Significance of vessel size and type in vascular heat transfer

Abstract

This study was undertaken to gain a better understanding of the fundamental mechanisms of micro- and macrovascular heat transfer by experimentally identifying those vessels most important in the process. Tissue temperature fields around thermally nonequilibrated vessels were determined using a small temperature sensor that was guided through the rabbit thigh to generate a detailed temperature map. The measurements revealed that the lower limit of vessel size for thermal nonequilibration was 100 microns for arteries and 400 microns for veins.
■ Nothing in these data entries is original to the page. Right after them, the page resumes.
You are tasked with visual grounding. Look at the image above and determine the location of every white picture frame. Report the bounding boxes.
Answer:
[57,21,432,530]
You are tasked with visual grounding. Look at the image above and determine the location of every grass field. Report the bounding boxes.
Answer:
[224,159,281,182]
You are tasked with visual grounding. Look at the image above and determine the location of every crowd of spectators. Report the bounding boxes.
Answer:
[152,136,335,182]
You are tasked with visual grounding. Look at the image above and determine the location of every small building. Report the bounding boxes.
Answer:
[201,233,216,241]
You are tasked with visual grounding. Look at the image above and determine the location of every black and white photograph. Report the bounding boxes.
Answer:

Local temperature fields were found around four of the five (80%) arteries that were greater than 300 microns in diameter but in only 3 of the 12 (25%) veins greater than 400 microns. These experimental results are in good agreement with previously published theoretical studies (5) in which it was concluded that thermal equilibration in the branching countercurrent vascular network of the rabbit limb occurs in vessels an order of magnitude larger than the capillaries. In those studies the smallest vessels capable of carrying heat were predicted to be 50 microns ID with the major blood tissue heat exchange occurring in vessels greater than 100 micron ID. These findings contrast with the view that most heat transfer occurs in the capillaries and suggest that vascular heat transfer analysis must take into account the vascular architecture of the 50- to 1,000-micron vessels where most heat transfer occurs.